Perhaps the air filters were loose or pulling away from the wall during air-puff cleaning, allowing insects and debris to enter. Some insect debris was found; loose filters were tightened; a few aluminum nuts that held the filters in place had been stripped. All joints were thoroughly inspected and vacuumed. Once again, the source of the stealth foreign material was not found. The pesky gremlin had to be laughing at this point.
- February 2008. A quick inspection at the inlet revealed a ding that did not exist the previous fall. The unit was released for service after blending.
- Spring 2008. Borescope inspection revealed several indications throughout the compressor. A cover lift and significant repairs were necessary. The entire inlet structure was inspected once more, this time hand-over-hand and from top to bottom. Nothing. But then a second look at the inlet screen revealed a couple of places where small pieces seemed to have gone missing.
Sherlock’s magnifying glass carried the day. It confirmed that pieces of metal had liberated from the screen at the edges of the structure. Close examination showed that the metal had failed at weld joints and other attachment points. Solution: Welded trash screens were replaced with woven screens. There are several 501s at this site—a couple of FC+ engines and several FD2s. The ones with the woven screens had operated for years without any indication of metal liberation.
At user-group meetings for Siemens 501 and V engines, D-class through G-class, the one constant is in the area of generators. Difficult to recall a presentation in the last few years that was not made by Tom Schuchart or Jim Lau of Siemens or Howard Moudy of National Electric Coil (NEC). All three were in Glendale.
Moudy spoke at the 501F/501G user-only generator breakout session on Monday afternoon, bringing attendees up to date on spark erosion of stator bars and rotor pole-to-pole crossovers.
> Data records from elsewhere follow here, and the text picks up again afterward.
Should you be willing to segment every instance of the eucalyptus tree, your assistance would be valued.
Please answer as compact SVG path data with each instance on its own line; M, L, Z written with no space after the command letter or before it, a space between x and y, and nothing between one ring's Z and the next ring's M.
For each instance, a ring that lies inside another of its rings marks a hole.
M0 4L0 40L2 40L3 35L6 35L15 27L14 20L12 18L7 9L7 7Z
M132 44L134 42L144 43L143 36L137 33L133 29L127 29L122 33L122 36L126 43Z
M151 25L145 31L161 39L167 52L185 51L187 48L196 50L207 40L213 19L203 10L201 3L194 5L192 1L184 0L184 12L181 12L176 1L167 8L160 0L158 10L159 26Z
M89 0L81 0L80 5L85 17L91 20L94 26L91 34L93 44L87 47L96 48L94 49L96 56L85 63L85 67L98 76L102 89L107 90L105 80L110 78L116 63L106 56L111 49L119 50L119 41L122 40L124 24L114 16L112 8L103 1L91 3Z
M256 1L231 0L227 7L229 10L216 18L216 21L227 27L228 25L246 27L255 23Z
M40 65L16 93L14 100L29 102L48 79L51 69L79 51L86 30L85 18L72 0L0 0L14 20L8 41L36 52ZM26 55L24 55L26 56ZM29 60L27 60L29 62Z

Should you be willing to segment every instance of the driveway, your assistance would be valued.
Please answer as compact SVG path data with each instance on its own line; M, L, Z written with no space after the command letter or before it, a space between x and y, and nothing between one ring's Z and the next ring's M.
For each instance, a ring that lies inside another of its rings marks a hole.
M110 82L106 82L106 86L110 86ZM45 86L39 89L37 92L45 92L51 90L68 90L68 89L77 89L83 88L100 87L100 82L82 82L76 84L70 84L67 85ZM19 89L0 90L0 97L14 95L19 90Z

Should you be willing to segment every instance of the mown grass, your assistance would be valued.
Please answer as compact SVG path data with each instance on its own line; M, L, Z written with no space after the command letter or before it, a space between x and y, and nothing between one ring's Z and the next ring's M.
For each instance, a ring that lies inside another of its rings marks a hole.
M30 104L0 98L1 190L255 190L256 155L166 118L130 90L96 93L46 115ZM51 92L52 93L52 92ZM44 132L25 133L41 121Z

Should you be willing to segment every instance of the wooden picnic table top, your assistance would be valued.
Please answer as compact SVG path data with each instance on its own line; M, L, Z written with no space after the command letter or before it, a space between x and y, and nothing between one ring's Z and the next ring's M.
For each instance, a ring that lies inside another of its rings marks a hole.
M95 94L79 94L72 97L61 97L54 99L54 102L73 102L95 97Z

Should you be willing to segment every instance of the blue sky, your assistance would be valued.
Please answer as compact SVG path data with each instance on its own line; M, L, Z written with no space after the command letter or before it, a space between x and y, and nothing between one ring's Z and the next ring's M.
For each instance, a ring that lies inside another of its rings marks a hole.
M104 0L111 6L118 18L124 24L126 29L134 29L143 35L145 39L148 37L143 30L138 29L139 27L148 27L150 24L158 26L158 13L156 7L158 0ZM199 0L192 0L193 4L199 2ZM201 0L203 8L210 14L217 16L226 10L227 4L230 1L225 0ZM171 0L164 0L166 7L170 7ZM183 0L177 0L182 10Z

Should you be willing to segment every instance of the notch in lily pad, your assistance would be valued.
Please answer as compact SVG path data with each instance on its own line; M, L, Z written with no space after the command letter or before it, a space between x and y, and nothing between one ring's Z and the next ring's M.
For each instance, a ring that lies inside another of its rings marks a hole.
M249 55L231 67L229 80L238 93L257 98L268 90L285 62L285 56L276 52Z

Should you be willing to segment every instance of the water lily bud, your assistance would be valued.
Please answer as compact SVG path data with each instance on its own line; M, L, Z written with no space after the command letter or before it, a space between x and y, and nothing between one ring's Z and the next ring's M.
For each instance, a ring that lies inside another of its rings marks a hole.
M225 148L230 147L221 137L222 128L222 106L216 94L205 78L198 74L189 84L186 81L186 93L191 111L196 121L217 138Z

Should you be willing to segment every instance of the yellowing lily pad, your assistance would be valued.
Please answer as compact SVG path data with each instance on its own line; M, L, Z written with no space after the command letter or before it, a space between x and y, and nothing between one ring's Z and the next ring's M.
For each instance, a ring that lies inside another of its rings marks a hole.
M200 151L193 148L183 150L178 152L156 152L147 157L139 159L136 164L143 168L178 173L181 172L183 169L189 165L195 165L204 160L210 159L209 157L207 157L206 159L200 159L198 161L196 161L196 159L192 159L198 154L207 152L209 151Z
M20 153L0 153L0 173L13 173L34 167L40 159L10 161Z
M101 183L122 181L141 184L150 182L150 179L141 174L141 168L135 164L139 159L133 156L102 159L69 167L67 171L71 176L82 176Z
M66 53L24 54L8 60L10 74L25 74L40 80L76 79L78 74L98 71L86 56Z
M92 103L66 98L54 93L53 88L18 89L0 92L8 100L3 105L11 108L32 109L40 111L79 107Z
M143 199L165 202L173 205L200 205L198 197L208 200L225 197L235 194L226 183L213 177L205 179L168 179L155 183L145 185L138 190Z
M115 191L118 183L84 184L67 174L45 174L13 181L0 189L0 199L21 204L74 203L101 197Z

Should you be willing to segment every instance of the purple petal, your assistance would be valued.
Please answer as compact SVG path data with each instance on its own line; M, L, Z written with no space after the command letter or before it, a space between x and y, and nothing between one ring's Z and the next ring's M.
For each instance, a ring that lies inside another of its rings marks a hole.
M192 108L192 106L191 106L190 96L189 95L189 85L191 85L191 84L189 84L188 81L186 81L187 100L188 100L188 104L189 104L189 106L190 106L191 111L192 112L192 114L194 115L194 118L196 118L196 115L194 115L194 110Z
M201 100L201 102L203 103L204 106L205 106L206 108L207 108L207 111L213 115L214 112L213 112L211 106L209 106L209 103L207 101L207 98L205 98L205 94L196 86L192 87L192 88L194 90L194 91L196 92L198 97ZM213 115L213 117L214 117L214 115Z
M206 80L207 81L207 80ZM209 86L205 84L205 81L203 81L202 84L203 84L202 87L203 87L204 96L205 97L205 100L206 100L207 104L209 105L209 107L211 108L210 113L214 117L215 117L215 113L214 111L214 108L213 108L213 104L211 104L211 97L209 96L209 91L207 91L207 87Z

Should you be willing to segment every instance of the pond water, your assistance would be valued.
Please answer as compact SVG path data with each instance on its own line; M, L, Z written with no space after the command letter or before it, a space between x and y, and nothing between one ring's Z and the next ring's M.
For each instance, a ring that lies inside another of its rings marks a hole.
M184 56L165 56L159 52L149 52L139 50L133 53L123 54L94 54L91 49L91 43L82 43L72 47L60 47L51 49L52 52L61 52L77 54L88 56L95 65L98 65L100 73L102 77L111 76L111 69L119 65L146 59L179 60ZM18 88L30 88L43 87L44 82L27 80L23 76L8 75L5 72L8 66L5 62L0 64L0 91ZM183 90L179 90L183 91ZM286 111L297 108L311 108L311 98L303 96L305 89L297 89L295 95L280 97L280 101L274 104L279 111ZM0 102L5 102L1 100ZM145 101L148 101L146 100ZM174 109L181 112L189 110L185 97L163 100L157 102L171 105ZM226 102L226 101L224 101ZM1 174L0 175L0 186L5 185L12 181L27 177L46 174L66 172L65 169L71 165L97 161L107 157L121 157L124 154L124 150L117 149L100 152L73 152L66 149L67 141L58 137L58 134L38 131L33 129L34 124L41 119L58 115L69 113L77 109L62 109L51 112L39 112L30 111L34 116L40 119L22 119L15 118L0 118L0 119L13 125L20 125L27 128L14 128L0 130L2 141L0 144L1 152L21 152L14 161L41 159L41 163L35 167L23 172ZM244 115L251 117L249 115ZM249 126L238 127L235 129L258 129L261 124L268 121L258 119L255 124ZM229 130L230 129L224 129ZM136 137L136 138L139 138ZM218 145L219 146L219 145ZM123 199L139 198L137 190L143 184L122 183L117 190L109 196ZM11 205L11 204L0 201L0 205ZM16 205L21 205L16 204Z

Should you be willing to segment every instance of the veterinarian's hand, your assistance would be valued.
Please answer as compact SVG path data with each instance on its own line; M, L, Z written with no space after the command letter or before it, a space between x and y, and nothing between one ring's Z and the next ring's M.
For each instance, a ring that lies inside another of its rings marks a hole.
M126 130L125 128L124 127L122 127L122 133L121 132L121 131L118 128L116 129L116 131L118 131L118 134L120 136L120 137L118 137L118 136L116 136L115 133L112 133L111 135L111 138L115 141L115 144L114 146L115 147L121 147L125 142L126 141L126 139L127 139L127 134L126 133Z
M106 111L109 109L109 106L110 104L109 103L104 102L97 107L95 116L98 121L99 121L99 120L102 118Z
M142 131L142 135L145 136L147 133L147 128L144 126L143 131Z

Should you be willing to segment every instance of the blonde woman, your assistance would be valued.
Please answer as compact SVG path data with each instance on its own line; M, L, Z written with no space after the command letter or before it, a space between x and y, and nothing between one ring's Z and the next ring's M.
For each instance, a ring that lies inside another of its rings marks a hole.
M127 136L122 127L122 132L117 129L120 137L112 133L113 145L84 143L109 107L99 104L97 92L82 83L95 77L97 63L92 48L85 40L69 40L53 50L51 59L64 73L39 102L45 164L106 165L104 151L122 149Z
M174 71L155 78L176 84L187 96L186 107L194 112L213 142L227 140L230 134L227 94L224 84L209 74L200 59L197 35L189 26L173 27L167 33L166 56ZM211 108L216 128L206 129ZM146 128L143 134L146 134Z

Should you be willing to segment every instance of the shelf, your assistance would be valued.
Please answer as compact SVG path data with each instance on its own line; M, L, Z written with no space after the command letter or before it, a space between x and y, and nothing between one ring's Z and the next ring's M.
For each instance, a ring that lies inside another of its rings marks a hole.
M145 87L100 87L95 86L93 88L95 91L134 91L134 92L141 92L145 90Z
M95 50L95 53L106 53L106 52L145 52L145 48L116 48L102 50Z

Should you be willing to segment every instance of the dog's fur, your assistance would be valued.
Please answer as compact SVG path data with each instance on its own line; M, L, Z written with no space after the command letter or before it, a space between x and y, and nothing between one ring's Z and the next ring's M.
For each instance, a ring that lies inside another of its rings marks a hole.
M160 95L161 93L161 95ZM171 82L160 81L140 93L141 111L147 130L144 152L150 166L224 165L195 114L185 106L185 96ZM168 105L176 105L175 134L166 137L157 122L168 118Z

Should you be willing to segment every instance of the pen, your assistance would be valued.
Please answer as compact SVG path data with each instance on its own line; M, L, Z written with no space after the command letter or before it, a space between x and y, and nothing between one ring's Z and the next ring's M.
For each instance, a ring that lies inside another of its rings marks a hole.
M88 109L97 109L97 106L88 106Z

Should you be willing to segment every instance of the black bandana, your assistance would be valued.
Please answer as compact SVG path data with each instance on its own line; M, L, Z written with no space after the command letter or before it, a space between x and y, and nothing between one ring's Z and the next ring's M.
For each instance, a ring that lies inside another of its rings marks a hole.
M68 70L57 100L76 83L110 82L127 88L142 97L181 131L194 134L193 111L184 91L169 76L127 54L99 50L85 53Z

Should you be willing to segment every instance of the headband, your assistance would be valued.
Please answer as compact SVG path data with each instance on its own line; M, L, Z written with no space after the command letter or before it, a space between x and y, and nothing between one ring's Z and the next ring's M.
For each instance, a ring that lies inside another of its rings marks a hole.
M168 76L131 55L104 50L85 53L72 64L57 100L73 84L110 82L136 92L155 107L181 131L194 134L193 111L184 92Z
He said that NEC has been involved intimately in the investigation of several failures attributed to spark erosion, finding that the primary contributor to failure is loose bars in the stator core slots. Loose bars are conducive to vibration, which causes sparking. Vibrating coils make and break contact with the core, initiating the spark that causes erosion.
The type of semi-conductive side packing used in the stator core slots can be part of the problem, Moudy continued. NEC has found in its investigations several alternatives to side ripple springs, which it prefers for assuring long-term tight fit-up of stator bars in their slots.
He described two such systems: One uses flat semi-conductive side packing, the other a combination of semi-conductive tape and RTV silicone. Both were said to hold bars tight in the rotor slots at least initially. But over time the materials could shrink, enabling the bars to loosen and vibrate. This would not happen to a side packing system using ripple springs.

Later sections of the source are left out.